WeRateDogs Wrangling Report

by Isiaq Adebayo Okeyode

Dataset

The data was gotten from three sources and in different format respectively. The first data I used was the Twitter Archive data even though it was downloaded programmatically by Udacity and provided to me in a csv format to download manually, I still used GET requests to download it using the URL: 'https://d17h27t6h515a5.cloudfront.net/topher/2017/August/59a4e958_twitter-archive-enhanced/twitter-archive-enhanced.csv' and it was saved to the directory I created (file_name). It was read into a pandas dataframe (twt_arc) using pandas read_csv.

The second data I used was the Image Predictions Data provided by Udacity in a URL: 'https://d17h27t6h515a5.cloudfront.net/topher/2017/August/599fd2ad_image-predictions/image-predictions.tsv' which I programmatically downloaded using the Python Requests library. I created folder for the file then use GET requests to download it from the URL. I opened the file in the folder and read the file into pandas data frame (img_prd).
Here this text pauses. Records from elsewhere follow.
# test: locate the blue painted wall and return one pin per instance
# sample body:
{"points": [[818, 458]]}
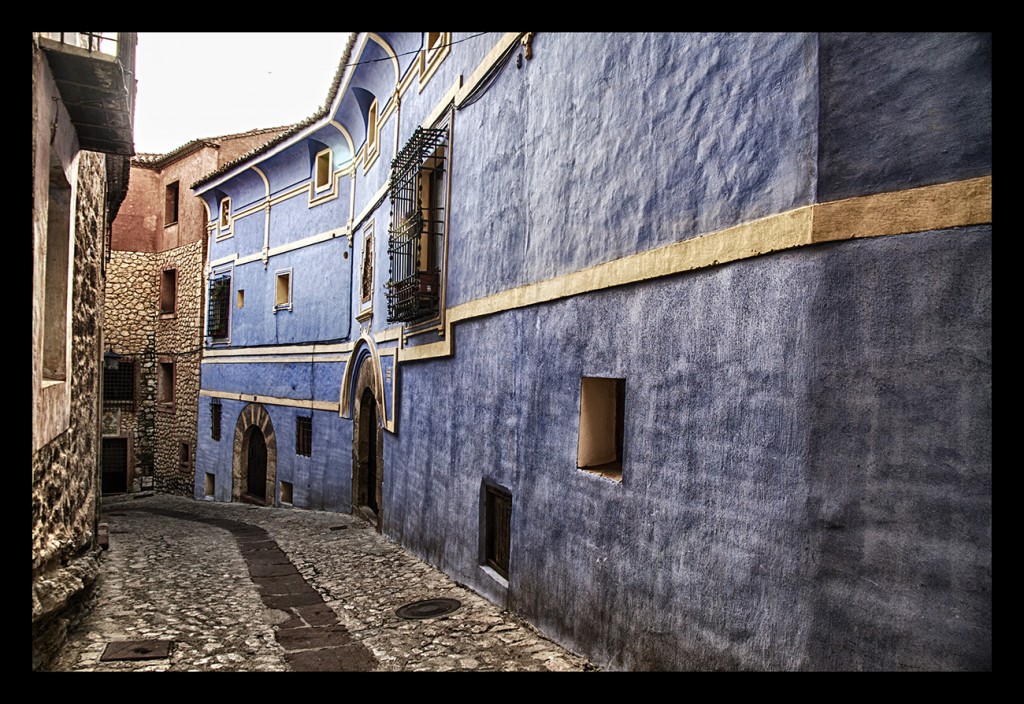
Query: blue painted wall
{"points": [[805, 459], [807, 468]]}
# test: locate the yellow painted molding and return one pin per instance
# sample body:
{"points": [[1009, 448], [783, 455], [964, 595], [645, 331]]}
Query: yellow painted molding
{"points": [[271, 400], [918, 210], [278, 352]]}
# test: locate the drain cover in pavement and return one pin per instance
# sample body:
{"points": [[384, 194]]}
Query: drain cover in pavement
{"points": [[137, 650], [428, 608]]}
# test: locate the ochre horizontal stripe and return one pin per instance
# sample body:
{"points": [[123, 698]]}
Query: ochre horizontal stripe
{"points": [[272, 400], [918, 210]]}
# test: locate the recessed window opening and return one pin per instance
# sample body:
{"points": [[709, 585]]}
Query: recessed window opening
{"points": [[304, 435], [283, 290], [225, 213], [57, 253], [601, 426], [119, 385], [219, 306], [324, 164], [215, 411], [171, 204], [498, 528], [165, 383], [168, 291], [416, 237], [372, 127]]}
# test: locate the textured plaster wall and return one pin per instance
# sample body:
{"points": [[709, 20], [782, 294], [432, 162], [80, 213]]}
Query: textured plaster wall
{"points": [[321, 482], [903, 111], [807, 466], [597, 148]]}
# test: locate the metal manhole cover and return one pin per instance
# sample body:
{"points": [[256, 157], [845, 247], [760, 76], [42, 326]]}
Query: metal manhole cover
{"points": [[428, 608], [137, 650]]}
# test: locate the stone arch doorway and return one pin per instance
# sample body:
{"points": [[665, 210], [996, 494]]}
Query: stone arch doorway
{"points": [[254, 468], [368, 450]]}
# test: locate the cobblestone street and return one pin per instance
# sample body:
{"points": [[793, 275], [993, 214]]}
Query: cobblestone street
{"points": [[190, 585]]}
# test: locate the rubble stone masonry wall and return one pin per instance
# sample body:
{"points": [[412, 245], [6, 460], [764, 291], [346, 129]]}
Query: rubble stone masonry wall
{"points": [[178, 340], [137, 328], [65, 472]]}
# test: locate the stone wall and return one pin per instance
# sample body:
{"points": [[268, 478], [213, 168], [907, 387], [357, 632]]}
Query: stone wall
{"points": [[132, 295], [136, 328], [179, 339], [65, 486]]}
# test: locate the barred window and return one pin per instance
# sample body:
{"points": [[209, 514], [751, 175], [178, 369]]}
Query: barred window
{"points": [[215, 419], [304, 435], [119, 385], [219, 311], [416, 237]]}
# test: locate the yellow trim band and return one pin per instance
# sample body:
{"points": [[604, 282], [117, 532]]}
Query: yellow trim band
{"points": [[918, 210]]}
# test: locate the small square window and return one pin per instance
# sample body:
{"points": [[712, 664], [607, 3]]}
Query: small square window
{"points": [[165, 384], [304, 435], [168, 292], [215, 419], [324, 170], [171, 204], [283, 291], [119, 384], [601, 426]]}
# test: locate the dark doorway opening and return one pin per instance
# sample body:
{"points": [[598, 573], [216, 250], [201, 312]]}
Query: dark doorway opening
{"points": [[115, 460], [368, 479], [256, 469]]}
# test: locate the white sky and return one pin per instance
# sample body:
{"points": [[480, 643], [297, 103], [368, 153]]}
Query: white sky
{"points": [[197, 85]]}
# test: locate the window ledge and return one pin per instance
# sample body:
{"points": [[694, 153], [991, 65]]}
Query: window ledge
{"points": [[612, 471], [491, 572]]}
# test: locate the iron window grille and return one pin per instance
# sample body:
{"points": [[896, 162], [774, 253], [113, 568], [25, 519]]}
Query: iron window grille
{"points": [[417, 233], [215, 419], [304, 435], [217, 318], [119, 385]]}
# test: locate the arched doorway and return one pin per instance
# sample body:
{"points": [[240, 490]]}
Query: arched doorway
{"points": [[256, 465], [368, 452]]}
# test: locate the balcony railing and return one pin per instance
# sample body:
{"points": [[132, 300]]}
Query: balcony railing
{"points": [[95, 74]]}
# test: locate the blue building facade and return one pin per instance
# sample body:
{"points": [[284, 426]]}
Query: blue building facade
{"points": [[678, 345]]}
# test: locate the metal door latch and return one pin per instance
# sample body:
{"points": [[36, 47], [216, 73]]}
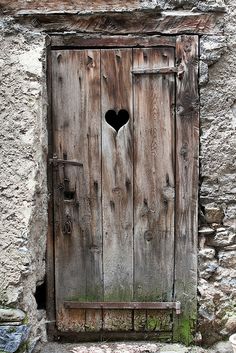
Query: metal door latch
{"points": [[55, 161]]}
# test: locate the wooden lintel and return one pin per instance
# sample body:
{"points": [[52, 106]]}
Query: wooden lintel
{"points": [[95, 41], [140, 22], [123, 305]]}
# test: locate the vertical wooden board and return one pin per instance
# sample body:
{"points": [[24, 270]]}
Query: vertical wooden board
{"points": [[187, 145], [154, 183], [117, 179], [77, 134]]}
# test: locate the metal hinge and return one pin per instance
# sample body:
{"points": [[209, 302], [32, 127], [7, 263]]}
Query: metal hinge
{"points": [[55, 161]]}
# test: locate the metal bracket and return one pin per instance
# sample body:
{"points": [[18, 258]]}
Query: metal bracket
{"points": [[124, 305], [55, 161]]}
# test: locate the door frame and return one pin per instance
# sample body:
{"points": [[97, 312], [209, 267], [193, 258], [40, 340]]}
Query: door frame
{"points": [[186, 177]]}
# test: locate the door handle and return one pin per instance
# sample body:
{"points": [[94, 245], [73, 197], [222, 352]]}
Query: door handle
{"points": [[55, 161]]}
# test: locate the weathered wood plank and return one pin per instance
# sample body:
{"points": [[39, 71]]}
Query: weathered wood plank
{"points": [[87, 41], [76, 113], [117, 183], [65, 6], [187, 145], [154, 146], [138, 22], [50, 302]]}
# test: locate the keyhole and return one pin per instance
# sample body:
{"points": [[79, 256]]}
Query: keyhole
{"points": [[116, 121]]}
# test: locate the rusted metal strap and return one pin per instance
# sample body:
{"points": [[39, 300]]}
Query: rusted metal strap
{"points": [[124, 305], [162, 70]]}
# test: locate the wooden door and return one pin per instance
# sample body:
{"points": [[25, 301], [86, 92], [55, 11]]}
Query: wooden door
{"points": [[114, 189]]}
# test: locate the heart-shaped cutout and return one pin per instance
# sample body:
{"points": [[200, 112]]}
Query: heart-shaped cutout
{"points": [[116, 121]]}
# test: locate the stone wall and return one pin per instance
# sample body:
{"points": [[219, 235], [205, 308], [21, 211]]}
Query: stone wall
{"points": [[217, 218], [23, 197]]}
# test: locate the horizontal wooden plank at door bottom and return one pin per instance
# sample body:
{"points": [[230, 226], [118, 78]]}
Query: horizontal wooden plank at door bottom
{"points": [[122, 305], [84, 41], [112, 336]]}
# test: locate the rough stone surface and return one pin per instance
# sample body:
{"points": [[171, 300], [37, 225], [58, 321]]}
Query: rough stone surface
{"points": [[12, 337], [23, 197], [11, 315], [128, 347]]}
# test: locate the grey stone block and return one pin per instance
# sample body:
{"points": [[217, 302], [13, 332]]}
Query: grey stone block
{"points": [[11, 337]]}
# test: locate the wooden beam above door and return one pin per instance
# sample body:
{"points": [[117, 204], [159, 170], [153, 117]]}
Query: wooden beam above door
{"points": [[126, 22]]}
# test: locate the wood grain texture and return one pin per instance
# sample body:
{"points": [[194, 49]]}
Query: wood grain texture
{"points": [[50, 277], [154, 194], [117, 188], [137, 22], [88, 41], [187, 145], [76, 111]]}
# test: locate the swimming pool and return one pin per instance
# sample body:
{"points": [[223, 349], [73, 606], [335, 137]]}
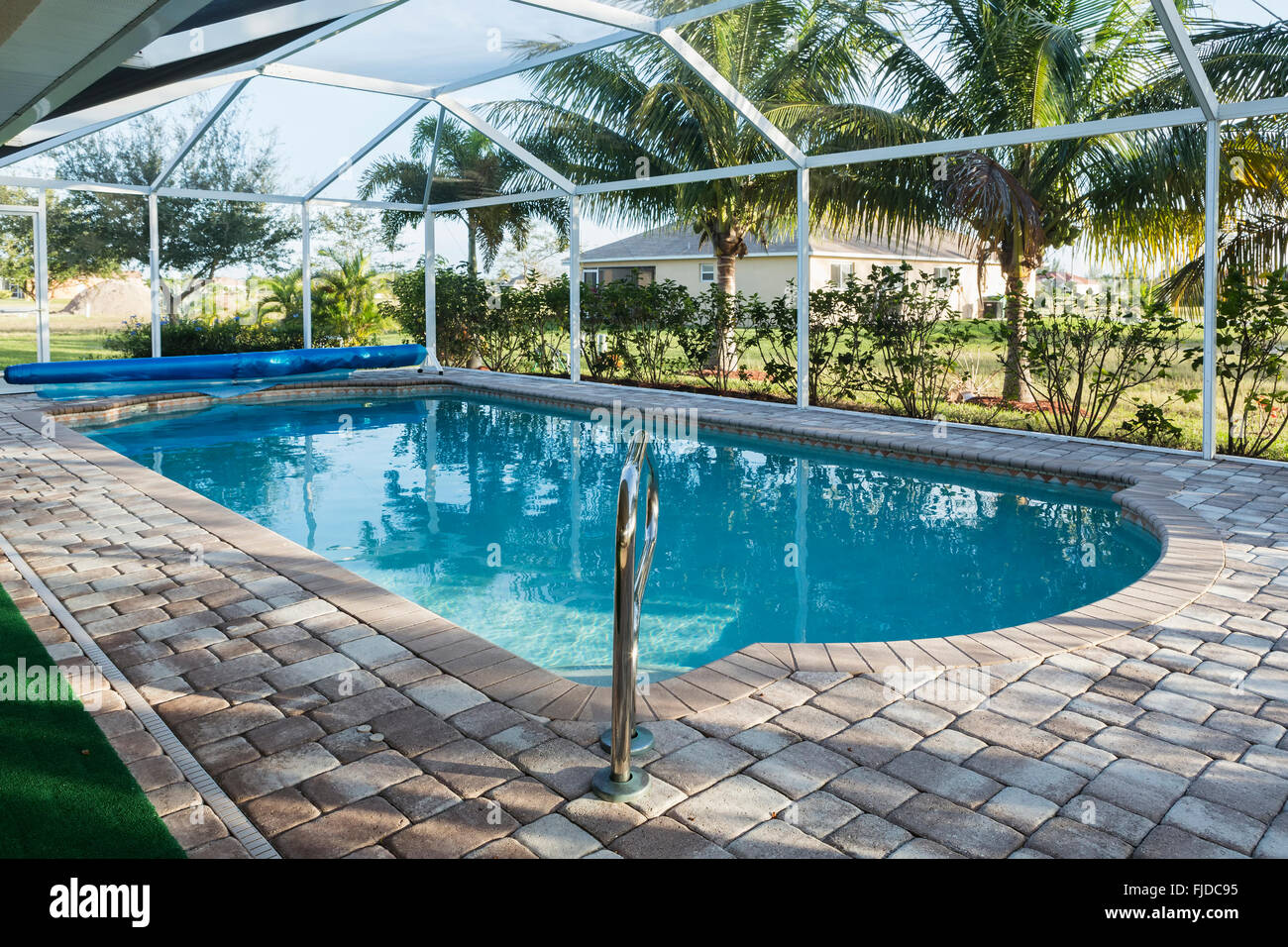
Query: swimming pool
{"points": [[498, 515]]}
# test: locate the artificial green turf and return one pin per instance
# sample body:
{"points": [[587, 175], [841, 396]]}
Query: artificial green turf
{"points": [[55, 800]]}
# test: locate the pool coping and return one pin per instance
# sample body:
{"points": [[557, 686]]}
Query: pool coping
{"points": [[1190, 561]]}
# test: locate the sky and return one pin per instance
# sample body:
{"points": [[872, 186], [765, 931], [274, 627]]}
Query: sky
{"points": [[430, 43]]}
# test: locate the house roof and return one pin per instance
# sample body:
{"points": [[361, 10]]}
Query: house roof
{"points": [[671, 243]]}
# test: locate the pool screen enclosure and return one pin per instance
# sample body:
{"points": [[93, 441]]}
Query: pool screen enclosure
{"points": [[610, 25]]}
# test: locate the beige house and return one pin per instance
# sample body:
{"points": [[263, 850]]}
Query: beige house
{"points": [[673, 253]]}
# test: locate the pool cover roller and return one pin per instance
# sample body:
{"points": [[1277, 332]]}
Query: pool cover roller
{"points": [[237, 365]]}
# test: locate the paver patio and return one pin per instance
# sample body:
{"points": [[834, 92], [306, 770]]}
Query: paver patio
{"points": [[343, 727]]}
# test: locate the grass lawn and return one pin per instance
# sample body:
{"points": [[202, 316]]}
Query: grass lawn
{"points": [[55, 800]]}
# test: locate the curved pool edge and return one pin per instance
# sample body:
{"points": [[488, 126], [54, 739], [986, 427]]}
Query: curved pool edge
{"points": [[1190, 561]]}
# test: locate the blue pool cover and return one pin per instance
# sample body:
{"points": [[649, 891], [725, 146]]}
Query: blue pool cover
{"points": [[239, 365]]}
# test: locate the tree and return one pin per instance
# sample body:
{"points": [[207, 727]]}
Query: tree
{"points": [[1012, 64], [72, 253], [283, 295], [631, 110], [349, 231], [468, 166], [540, 254], [347, 299], [198, 237]]}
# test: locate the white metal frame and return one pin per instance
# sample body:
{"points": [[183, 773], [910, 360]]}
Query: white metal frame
{"points": [[1209, 111], [40, 265]]}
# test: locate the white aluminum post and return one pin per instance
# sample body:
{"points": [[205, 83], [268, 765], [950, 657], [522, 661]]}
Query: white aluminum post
{"points": [[1211, 274], [155, 273], [42, 266], [307, 275], [575, 287], [430, 253], [803, 287], [430, 294]]}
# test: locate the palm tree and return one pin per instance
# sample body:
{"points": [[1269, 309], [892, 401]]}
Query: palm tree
{"points": [[347, 296], [991, 65], [634, 108], [283, 295], [469, 165]]}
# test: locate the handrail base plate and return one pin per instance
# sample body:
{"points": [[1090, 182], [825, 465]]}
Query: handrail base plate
{"points": [[603, 785]]}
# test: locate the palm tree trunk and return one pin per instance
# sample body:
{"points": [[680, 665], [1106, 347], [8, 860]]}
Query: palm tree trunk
{"points": [[1016, 380], [724, 350]]}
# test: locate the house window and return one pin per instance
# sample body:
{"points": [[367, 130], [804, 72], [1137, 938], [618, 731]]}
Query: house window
{"points": [[640, 275]]}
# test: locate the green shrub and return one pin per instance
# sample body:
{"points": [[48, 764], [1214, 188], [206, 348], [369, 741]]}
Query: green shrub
{"points": [[193, 337], [905, 341], [1085, 360], [1250, 338]]}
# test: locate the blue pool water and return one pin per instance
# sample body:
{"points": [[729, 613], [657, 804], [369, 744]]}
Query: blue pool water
{"points": [[500, 517]]}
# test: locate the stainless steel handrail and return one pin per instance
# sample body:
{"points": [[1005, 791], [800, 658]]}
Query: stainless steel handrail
{"points": [[619, 783]]}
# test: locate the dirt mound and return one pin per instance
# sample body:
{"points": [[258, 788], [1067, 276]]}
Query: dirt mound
{"points": [[114, 298]]}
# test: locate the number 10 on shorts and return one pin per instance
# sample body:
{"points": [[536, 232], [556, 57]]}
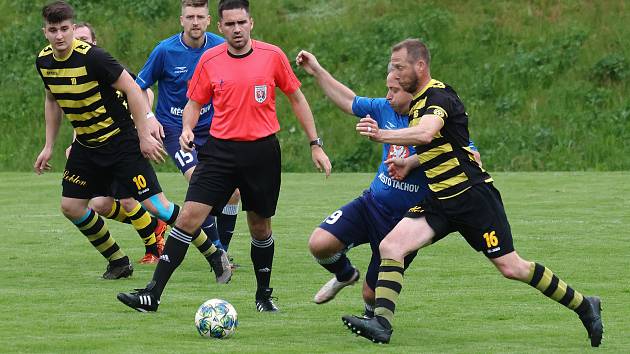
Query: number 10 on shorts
{"points": [[491, 239]]}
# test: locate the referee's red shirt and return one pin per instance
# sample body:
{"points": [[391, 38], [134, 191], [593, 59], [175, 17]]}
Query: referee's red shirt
{"points": [[242, 90]]}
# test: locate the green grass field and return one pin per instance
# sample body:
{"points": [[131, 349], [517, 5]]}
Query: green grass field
{"points": [[453, 300]]}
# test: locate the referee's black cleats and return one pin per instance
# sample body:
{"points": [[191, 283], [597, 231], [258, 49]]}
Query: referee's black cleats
{"points": [[141, 300], [592, 320], [370, 328]]}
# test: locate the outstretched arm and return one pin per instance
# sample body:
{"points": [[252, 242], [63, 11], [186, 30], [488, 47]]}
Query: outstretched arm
{"points": [[148, 129], [337, 92], [419, 134], [303, 113], [52, 114]]}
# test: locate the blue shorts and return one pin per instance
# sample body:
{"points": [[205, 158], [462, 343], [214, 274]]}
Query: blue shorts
{"points": [[183, 160], [363, 221]]}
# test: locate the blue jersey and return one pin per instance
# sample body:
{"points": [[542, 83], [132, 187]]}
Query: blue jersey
{"points": [[396, 197], [172, 64]]}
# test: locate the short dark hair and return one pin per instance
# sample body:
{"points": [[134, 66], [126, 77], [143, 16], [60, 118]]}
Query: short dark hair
{"points": [[57, 12], [416, 50], [194, 3], [232, 5], [90, 27]]}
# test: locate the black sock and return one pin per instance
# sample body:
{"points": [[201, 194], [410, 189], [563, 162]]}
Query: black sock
{"points": [[209, 226], [226, 222], [339, 265], [262, 259], [173, 255]]}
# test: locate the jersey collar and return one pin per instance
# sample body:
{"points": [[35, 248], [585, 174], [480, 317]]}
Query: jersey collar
{"points": [[424, 89], [75, 42], [181, 40]]}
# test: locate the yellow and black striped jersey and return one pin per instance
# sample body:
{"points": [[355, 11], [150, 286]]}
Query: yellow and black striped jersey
{"points": [[447, 160], [81, 84]]}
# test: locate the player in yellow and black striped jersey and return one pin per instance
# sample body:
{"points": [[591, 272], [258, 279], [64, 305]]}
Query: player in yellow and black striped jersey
{"points": [[82, 81], [463, 199]]}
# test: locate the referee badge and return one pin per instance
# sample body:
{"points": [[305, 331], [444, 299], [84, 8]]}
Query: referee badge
{"points": [[260, 93]]}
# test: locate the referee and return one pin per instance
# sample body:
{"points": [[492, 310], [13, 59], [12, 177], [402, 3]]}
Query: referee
{"points": [[240, 78]]}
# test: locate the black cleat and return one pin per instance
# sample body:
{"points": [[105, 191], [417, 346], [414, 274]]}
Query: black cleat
{"points": [[118, 271], [221, 266], [370, 328], [592, 320], [141, 300], [264, 301]]}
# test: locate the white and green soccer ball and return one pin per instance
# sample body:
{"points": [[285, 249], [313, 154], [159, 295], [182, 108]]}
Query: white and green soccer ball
{"points": [[216, 318]]}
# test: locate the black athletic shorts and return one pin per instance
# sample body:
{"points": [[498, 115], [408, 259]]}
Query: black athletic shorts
{"points": [[477, 214], [251, 166], [115, 169]]}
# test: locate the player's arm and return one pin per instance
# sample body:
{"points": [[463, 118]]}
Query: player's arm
{"points": [[52, 115], [148, 129], [419, 134], [341, 95], [190, 117], [400, 167], [149, 97], [304, 115]]}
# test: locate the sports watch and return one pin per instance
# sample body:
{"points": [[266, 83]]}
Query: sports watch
{"points": [[319, 142]]}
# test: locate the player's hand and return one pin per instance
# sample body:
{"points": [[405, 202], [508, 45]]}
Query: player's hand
{"points": [[186, 140], [307, 61], [320, 160], [151, 148], [397, 167], [369, 127], [155, 129], [41, 164]]}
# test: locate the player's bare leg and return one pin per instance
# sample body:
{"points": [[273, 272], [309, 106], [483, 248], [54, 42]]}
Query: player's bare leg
{"points": [[329, 253]]}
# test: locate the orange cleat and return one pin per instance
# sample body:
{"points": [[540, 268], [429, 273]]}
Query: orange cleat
{"points": [[149, 258]]}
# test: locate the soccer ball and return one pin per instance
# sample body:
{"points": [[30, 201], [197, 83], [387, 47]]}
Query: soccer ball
{"points": [[216, 318]]}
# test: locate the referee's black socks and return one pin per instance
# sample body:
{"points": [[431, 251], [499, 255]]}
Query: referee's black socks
{"points": [[262, 259]]}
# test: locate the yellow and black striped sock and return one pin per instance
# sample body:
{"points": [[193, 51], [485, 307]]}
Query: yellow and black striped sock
{"points": [[145, 225], [388, 287], [543, 279], [96, 231], [118, 213], [203, 244]]}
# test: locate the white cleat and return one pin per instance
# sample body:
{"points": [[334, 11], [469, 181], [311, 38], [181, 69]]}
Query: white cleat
{"points": [[333, 286]]}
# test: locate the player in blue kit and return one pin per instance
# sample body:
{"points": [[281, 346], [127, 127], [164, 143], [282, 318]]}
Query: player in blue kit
{"points": [[171, 64], [368, 218]]}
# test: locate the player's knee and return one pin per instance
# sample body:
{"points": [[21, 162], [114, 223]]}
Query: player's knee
{"points": [[102, 206], [389, 249], [128, 204], [236, 197], [323, 244], [260, 231], [71, 210], [317, 246]]}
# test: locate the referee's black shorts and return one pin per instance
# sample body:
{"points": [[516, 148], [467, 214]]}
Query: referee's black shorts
{"points": [[477, 214], [252, 166]]}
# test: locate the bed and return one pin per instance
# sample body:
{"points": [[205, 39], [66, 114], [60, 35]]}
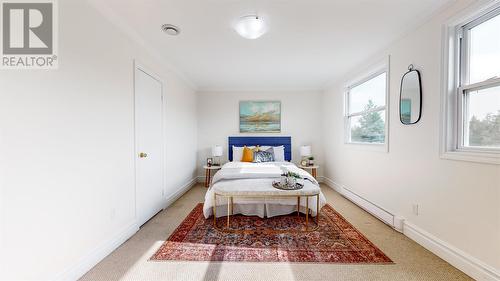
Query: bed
{"points": [[237, 176]]}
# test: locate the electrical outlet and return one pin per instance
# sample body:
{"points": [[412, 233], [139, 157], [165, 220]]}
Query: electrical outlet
{"points": [[415, 209], [112, 214]]}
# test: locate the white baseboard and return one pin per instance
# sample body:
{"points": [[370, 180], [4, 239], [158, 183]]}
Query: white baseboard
{"points": [[372, 208], [172, 198], [98, 254], [103, 250], [456, 257]]}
Due to some missing values in the Twitter Archive table, I decided to query Twitter account WeRateDogs for additional information such as (tweet_id, retweet_count, and favourite_count) using Twitter API called TWEEPY. I applied for a Twitter Developer account, but I didn't get the necessary keys needed on time because of some technical difficulties with my Twitter account so I used the file provided by Udacity Platform (tweet-json.txt). I only needed more information from tweet ids I already had in Twitter Archive Data frame. I created an empty list called df_list to append the data to, I opened the tweet-json.txt file in read format and for each line loaded it to a variable. I accessed this variable to get the tweet_id, retweet_count and favourite count values. Then, I appended this to the empty list (df_list) I initially created. I converted this list to a data frame (twt_json) using pd.DataFrame.

Summary of Findings

In the exploration, I found that there was a strong relationship between retweet and likes, tweets with plenty retweet will surely garner more likes (our r = 0.786 which is close to 1 according to pearson correlation coefficient).

It was also observed that the top 3 dog_stages to receive the most likes (favorite_count) are doggo,puppo with more than 40,000+ likes, followed by puppo with 20,000+ likes and doggo with 18,000+ likes.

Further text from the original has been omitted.